Well there is a shock.
It should be noted of course that it isn’t party policy as of yet. Just one of IDS’s silly suggestions which deserves to be chucked out.
#2
Really? I thought marriage allowances were Tory policy.
As far as I’m aware there’s plans to put marriage into the tax system, and this was one of the measures. (If this is official party policy link pls!)
I can’t really get my head round the idea that it’s possible to afford a family without both people working.
And does this work the other way around or is a female breadwinner completely inconceivable (or is that just the way you’ve written this)?
I’d be surprised if it didn’t go both ways Kate, I just did this example as thats how its been mainly reported.
This policy completely fails to target the kind of people it is supposed to target
Really? This policy seems to me to target families where the either the wife or husband wants to be a full-time parent.
I agree there should be some measure in order to ensure those who earn in the 40% band don’t doubly benefit from this change (£6,035 x 20% ought to be the maximum saving – and you could get this by adjusting the rate at which the 40% band kicks in).
If you make this adjustment then it actually becomes a progressive change – take for example a (one working parent) family where the one salary is ~£32,000. The current post-tax income is ~£24,000. The ~£1,200 tax break gives them an extra 5% on post-tax income. A family where the single salary is ~£20,000 would see their post-tax income rise by just over 7.5%, from ~£15,725 to ~£16,925.
Decent blog but why use the mean average?
“Another way of measuring it is “median” gross annual earnings. According to ASHE, this was the more modest figure of £20,801, across all employee jobs. If you are earning that sum a year, you are “Mr or Mrs [or Ms] Mid-Point” – precisely half the surveyed working population earns less than you and half more. For just full-time employees, the median rises to £25,123.”
That’s considerably lower.
And of course, the poorest in society often work part time (as they are lone parents, and this is necessary to raise children – yes, I know that tax credits and CB change things here, but still).
But just to reiterate: median income is ONS-estimated at £20,801. 50% of the population make less than that.
I think, when that’s recalled and added to the analysis in the OP, tory’s plan’s failure to help the poor really does stand out.
8 – Paul, what failure? Did I not just show that, providing they put something in that evens out the ‘double gain’ that people who pay 40% tax will see, single worker families such that these tax changes are aimed at will benefit progressively from them (as above, the £20,000 earner sees a 7.5% increase in post-tax income compared to the £32,000 earner seeing only a 5% rise). Now, if they don’t put the 40% band correction in then I agree with you that it helps the rich rather than the poor, but as we don’t know the full detail of the proposal you can’t make too many assumptions.

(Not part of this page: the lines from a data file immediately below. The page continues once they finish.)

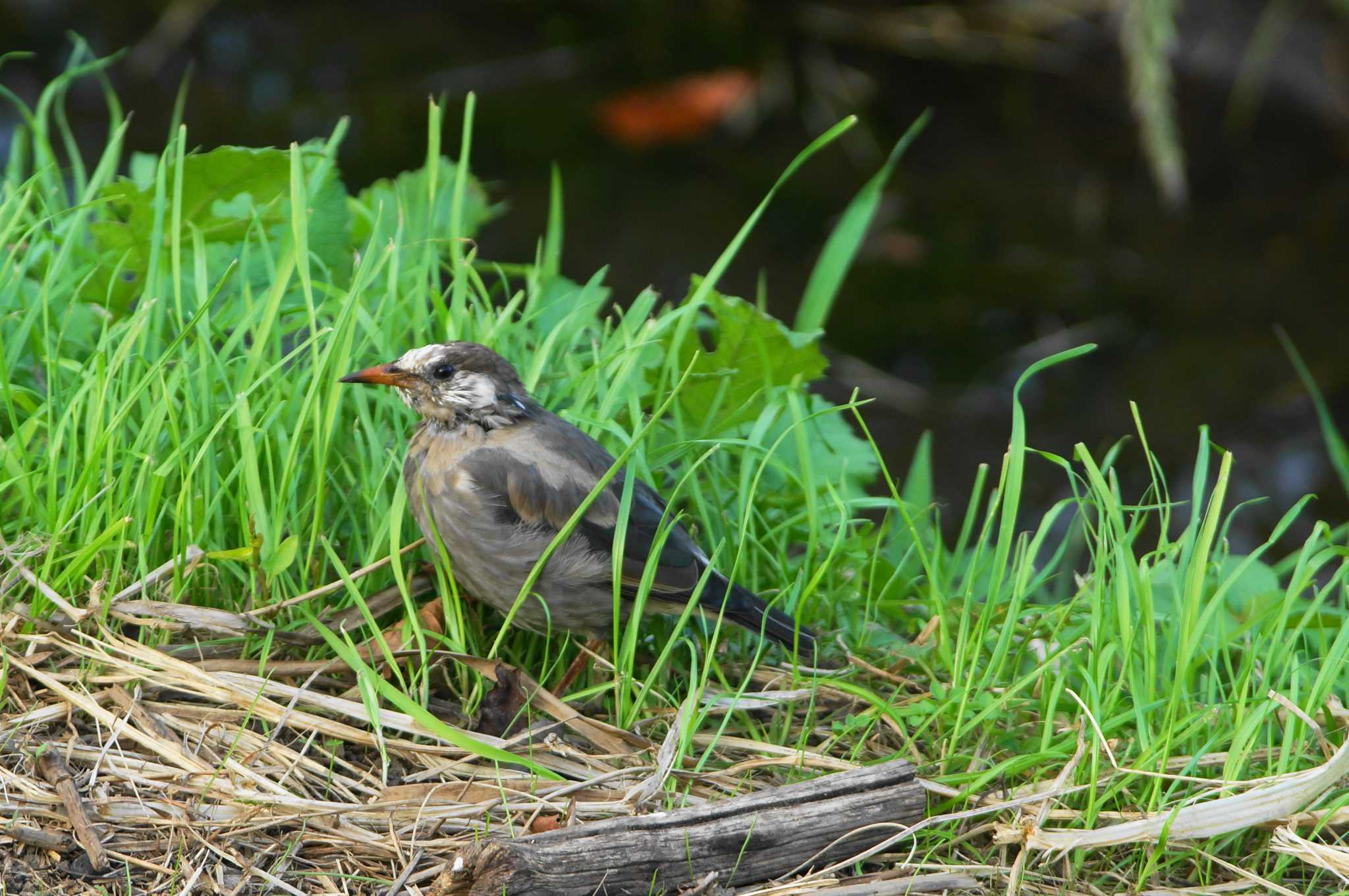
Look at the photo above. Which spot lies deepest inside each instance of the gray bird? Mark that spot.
(497, 476)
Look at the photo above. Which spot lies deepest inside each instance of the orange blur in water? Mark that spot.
(676, 111)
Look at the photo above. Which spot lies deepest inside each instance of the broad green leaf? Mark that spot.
(279, 560)
(227, 193)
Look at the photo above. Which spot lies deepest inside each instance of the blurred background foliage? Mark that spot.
(1166, 180)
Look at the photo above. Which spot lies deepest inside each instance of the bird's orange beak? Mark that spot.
(379, 375)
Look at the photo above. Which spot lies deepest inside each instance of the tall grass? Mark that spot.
(172, 354)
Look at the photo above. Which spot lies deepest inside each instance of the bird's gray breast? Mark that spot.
(490, 556)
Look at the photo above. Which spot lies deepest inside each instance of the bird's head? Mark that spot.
(454, 383)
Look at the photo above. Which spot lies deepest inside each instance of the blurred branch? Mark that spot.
(179, 20)
(1147, 40)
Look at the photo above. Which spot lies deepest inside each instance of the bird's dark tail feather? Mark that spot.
(749, 611)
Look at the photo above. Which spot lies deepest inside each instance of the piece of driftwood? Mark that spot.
(745, 840)
(59, 775)
(38, 837)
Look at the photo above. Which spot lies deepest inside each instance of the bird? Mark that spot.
(494, 476)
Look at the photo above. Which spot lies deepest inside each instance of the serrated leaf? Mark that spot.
(752, 352)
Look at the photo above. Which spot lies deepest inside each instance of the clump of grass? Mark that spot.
(172, 345)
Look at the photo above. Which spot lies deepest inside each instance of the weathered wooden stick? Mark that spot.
(59, 775)
(745, 840)
(38, 837)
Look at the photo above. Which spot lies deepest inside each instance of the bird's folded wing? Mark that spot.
(541, 488)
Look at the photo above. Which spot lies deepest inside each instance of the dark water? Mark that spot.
(1022, 223)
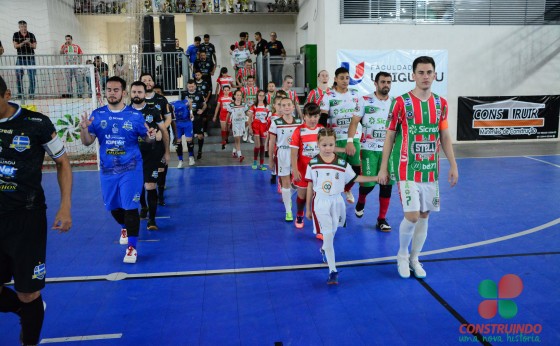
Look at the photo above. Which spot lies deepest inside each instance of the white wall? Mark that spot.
(483, 60)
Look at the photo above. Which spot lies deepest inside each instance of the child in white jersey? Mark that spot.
(327, 175)
(238, 113)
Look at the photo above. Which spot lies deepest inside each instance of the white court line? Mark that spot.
(548, 163)
(81, 338)
(311, 266)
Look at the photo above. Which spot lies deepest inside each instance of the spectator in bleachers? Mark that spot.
(25, 44)
(72, 56)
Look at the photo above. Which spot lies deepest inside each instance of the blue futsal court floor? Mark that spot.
(225, 269)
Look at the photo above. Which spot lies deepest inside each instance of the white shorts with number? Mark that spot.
(283, 162)
(329, 213)
(419, 196)
(238, 127)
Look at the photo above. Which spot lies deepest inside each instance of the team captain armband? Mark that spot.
(55, 148)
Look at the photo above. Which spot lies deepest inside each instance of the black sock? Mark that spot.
(143, 198)
(118, 215)
(9, 302)
(32, 315)
(200, 144)
(152, 203)
(132, 222)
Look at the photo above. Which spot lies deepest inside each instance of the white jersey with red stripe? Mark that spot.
(329, 178)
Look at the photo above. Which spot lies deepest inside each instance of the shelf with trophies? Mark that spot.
(97, 7)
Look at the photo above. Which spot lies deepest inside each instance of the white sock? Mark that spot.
(287, 199)
(328, 247)
(406, 231)
(419, 238)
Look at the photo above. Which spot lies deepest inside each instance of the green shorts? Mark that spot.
(371, 161)
(353, 160)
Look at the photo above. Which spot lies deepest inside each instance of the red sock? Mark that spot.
(383, 206)
(300, 205)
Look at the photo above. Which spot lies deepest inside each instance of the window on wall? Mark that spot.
(461, 12)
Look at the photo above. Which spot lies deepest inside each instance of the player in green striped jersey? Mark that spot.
(416, 128)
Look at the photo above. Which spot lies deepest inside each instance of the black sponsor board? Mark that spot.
(508, 117)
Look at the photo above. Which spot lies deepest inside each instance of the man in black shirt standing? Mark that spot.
(25, 44)
(276, 52)
(25, 136)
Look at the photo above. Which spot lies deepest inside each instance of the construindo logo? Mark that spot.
(499, 297)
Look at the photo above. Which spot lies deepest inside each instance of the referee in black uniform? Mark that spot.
(25, 136)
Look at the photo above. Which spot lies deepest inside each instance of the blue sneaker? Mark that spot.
(333, 278)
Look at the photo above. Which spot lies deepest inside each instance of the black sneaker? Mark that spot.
(143, 213)
(382, 225)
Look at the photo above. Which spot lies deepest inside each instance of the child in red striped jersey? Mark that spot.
(304, 147)
(258, 115)
(327, 174)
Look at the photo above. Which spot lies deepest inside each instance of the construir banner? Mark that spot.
(508, 117)
(365, 64)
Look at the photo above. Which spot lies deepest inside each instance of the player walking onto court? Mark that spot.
(183, 121)
(160, 102)
(281, 131)
(222, 108)
(373, 117)
(337, 109)
(238, 114)
(152, 153)
(304, 147)
(117, 128)
(417, 127)
(316, 94)
(258, 115)
(327, 175)
(25, 136)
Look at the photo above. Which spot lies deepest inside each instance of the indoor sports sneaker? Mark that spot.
(417, 268)
(349, 197)
(333, 278)
(299, 221)
(152, 225)
(324, 255)
(123, 240)
(403, 266)
(130, 255)
(289, 216)
(143, 213)
(382, 225)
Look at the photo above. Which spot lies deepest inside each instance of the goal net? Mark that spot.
(63, 93)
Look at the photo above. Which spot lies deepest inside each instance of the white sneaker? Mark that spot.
(130, 255)
(349, 197)
(124, 237)
(403, 266)
(416, 267)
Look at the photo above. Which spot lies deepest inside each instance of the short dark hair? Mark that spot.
(145, 74)
(117, 79)
(311, 109)
(381, 74)
(423, 60)
(138, 83)
(3, 87)
(341, 70)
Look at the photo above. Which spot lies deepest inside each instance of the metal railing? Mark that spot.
(168, 69)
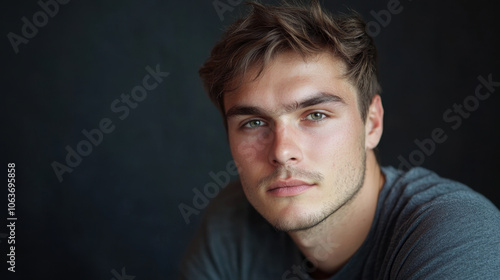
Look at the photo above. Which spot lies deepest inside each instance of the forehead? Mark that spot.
(289, 77)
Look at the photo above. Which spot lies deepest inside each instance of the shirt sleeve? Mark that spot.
(455, 237)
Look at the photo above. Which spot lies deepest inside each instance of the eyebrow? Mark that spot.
(319, 98)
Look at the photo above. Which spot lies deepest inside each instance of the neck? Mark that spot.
(330, 244)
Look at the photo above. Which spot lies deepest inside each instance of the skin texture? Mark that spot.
(305, 156)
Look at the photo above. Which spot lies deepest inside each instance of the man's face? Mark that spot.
(297, 137)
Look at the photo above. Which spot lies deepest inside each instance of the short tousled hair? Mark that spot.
(307, 29)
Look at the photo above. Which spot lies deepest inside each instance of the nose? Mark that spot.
(285, 147)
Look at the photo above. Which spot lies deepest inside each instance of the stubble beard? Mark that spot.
(313, 220)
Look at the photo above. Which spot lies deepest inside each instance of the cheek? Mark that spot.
(249, 149)
(334, 145)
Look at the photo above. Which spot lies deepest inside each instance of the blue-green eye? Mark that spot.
(316, 116)
(254, 123)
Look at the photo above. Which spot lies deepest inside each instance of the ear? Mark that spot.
(374, 123)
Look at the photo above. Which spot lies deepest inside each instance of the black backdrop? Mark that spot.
(117, 212)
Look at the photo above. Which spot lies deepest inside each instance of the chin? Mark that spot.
(296, 219)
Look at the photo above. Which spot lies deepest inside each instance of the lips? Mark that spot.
(284, 188)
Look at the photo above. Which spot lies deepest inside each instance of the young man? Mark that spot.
(299, 95)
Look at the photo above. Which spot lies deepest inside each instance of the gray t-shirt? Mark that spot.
(425, 227)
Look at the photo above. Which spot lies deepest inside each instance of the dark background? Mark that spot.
(119, 207)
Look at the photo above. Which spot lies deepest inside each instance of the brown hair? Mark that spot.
(271, 30)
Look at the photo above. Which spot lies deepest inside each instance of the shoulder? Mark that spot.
(440, 228)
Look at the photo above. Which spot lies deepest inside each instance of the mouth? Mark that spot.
(284, 188)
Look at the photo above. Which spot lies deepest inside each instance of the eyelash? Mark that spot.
(323, 116)
(263, 123)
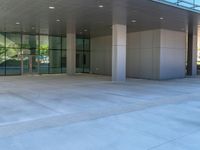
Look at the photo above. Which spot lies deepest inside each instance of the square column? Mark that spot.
(71, 50)
(119, 52)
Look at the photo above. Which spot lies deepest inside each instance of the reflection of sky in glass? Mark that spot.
(191, 4)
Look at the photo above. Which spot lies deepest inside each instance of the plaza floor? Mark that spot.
(89, 112)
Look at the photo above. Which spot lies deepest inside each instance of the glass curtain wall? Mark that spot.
(41, 54)
(83, 55)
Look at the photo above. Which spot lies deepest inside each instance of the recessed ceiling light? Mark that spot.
(133, 21)
(101, 6)
(51, 7)
(161, 18)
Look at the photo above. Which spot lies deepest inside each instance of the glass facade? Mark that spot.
(39, 54)
(193, 5)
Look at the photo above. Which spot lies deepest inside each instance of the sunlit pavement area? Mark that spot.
(89, 112)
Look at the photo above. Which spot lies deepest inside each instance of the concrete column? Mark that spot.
(119, 52)
(119, 33)
(192, 53)
(71, 49)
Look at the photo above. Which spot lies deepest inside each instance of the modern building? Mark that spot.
(150, 39)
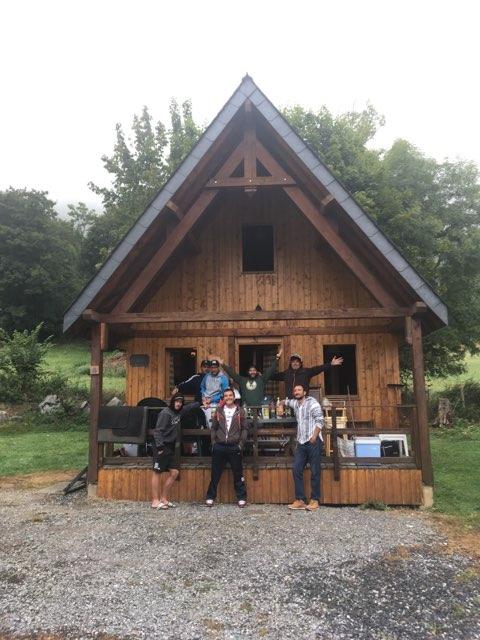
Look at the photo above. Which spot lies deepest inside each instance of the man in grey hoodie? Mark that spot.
(165, 435)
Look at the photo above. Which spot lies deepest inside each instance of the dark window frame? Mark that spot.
(274, 262)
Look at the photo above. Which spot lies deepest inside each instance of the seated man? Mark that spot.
(165, 435)
(252, 387)
(214, 383)
(193, 384)
(229, 432)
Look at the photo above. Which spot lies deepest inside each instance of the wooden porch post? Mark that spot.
(421, 402)
(96, 379)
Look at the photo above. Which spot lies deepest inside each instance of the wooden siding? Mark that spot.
(274, 486)
(377, 366)
(306, 276)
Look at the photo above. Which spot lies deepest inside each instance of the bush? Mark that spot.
(21, 358)
(464, 399)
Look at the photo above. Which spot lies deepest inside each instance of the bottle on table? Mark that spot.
(280, 411)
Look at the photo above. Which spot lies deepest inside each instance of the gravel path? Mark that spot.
(90, 569)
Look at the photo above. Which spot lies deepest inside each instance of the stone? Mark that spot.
(50, 404)
(114, 402)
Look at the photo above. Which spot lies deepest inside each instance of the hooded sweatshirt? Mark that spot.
(252, 390)
(302, 376)
(168, 424)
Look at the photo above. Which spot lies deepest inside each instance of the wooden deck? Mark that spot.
(274, 485)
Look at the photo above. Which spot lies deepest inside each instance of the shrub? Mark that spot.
(464, 399)
(21, 357)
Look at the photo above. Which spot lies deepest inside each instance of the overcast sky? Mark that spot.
(71, 70)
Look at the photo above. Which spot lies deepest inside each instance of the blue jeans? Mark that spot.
(307, 453)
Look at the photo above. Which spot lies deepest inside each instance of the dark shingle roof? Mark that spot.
(248, 89)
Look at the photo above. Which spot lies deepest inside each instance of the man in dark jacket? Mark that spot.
(165, 435)
(192, 385)
(298, 374)
(252, 387)
(229, 432)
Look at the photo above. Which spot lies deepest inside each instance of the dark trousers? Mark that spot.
(221, 454)
(307, 453)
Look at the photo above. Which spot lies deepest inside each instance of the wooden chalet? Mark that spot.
(253, 245)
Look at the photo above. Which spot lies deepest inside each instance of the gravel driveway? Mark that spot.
(78, 568)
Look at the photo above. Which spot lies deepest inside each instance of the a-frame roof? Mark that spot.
(248, 90)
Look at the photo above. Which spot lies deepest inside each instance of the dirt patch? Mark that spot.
(36, 480)
(461, 538)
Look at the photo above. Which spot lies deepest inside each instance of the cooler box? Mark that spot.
(367, 447)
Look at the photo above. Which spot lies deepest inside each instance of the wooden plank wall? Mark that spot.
(377, 366)
(307, 276)
(274, 486)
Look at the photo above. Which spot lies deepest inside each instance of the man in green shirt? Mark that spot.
(252, 386)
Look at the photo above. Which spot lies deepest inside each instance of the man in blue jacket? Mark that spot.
(214, 383)
(193, 384)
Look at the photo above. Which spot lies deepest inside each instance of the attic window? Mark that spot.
(257, 248)
(341, 380)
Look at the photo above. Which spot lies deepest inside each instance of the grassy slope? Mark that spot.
(43, 443)
(473, 372)
(67, 358)
(36, 444)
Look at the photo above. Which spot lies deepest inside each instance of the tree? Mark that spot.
(139, 168)
(39, 274)
(430, 210)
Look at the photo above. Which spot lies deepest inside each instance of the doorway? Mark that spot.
(262, 356)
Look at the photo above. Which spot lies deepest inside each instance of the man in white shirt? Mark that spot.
(310, 422)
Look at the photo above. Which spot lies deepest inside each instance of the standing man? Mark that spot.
(214, 383)
(192, 385)
(298, 374)
(165, 435)
(252, 387)
(309, 446)
(229, 432)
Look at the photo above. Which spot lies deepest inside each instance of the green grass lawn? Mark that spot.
(472, 373)
(40, 443)
(456, 467)
(70, 361)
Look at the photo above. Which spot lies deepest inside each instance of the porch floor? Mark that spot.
(392, 486)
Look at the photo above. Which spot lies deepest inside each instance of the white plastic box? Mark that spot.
(367, 447)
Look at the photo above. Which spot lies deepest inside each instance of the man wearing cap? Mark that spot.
(165, 435)
(214, 383)
(298, 374)
(252, 387)
(192, 385)
(310, 422)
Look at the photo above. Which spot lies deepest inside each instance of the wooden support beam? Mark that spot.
(237, 316)
(306, 206)
(277, 332)
(96, 378)
(180, 215)
(422, 432)
(164, 252)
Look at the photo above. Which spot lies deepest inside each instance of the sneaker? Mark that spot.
(297, 504)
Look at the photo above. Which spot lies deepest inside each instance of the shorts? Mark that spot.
(165, 460)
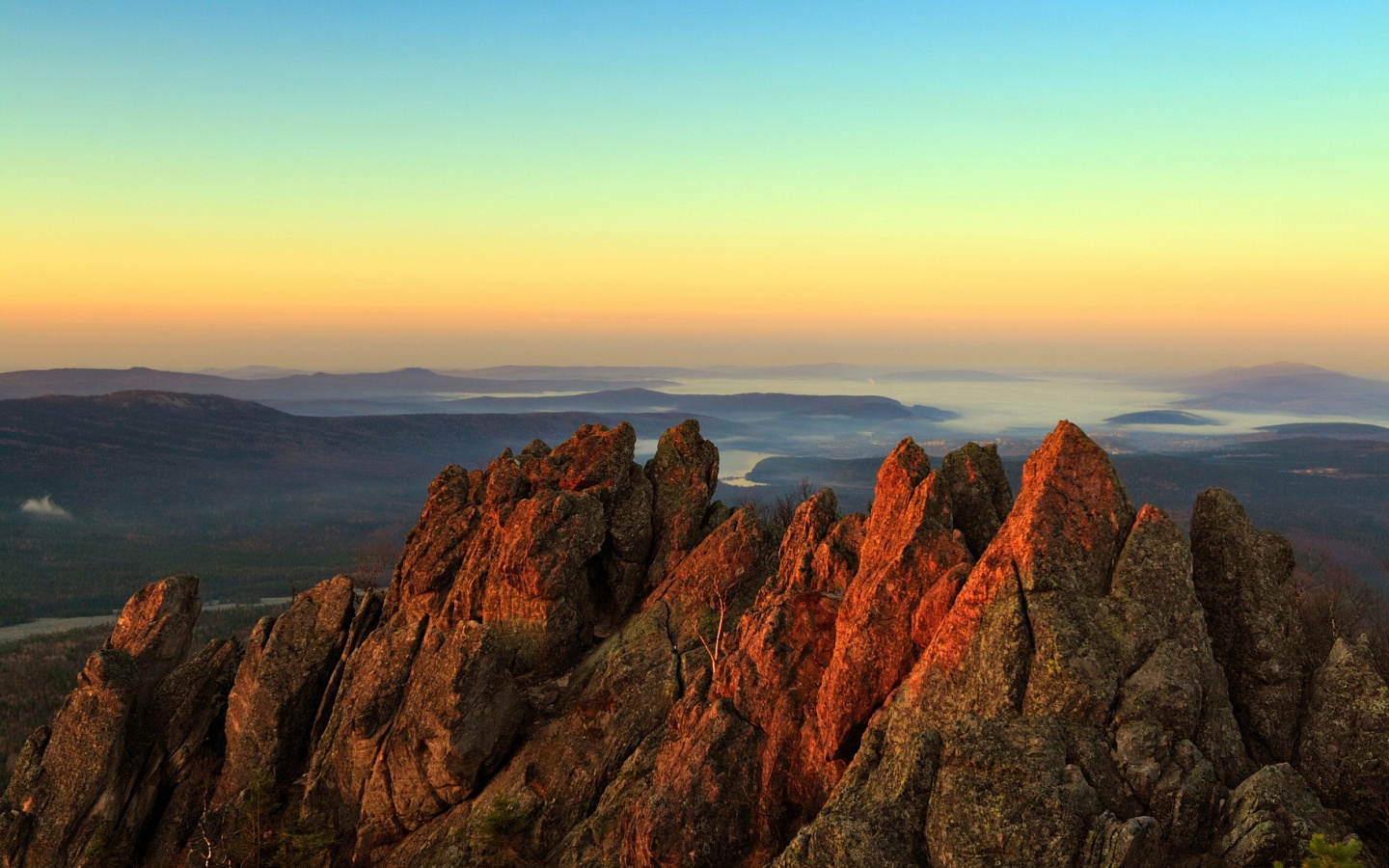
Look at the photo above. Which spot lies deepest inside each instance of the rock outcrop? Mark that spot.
(583, 662)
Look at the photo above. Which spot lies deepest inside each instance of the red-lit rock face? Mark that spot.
(586, 663)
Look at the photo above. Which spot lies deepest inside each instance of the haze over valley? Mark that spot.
(285, 476)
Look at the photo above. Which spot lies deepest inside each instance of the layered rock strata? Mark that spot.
(585, 662)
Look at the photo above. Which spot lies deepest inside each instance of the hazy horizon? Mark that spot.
(992, 186)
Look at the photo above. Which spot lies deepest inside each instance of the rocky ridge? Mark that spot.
(586, 662)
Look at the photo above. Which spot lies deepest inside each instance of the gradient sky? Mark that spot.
(369, 185)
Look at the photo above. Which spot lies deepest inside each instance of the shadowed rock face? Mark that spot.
(585, 663)
(1239, 574)
(132, 747)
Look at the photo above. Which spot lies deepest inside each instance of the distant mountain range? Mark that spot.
(1288, 388)
(406, 382)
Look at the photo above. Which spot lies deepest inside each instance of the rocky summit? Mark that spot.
(584, 662)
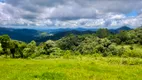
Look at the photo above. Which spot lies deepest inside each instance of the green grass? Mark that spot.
(84, 68)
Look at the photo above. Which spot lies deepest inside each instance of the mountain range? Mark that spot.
(28, 35)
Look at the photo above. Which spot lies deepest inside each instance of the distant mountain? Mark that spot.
(58, 30)
(28, 35)
(59, 35)
(20, 34)
(123, 28)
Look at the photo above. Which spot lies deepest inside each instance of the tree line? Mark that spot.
(102, 43)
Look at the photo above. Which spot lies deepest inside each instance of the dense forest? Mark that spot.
(102, 43)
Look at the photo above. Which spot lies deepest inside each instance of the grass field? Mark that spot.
(72, 69)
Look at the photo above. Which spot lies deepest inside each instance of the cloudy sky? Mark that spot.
(71, 13)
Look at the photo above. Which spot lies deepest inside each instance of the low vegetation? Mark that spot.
(75, 68)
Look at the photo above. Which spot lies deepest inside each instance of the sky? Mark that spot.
(71, 13)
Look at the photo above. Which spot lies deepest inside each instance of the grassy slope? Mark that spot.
(71, 69)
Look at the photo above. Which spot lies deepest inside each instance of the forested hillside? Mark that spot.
(102, 43)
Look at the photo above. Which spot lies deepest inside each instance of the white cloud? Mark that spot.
(70, 13)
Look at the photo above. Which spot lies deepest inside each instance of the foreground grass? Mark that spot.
(72, 69)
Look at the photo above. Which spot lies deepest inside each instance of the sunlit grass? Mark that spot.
(83, 68)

All these figures have to be viewed as a percentage, otherwise the old saying about the poor paying more tax is completely false (I’d love someone to argue that someone earning £15,000 pays more tax in cash terms than someone earning £50,000).
Mark,
You could restrict a carried-across personal allowance so that it only offsets basic tax liability at 20%, but it still leaves the problem that any family where one partner works, even part-time, won’t benefit at all. I think this covers most families, certainly most poorer families.
But the point of this tax break isn’t to help two-working parent families – so the fact that it doesn’t should be no surprise to anyone.
The logic of it is “if you want to stay at home with your children rather than work, we will support you”. Of course you can disagree on whether that’s what we ought to do, but the idea is to allow one-working parent families to take advantage of the £12,000-combined personal allowance that two-working parent families get. Is it really a fair tax system that taxes two families with the same income different amounts just because one family has only one worker?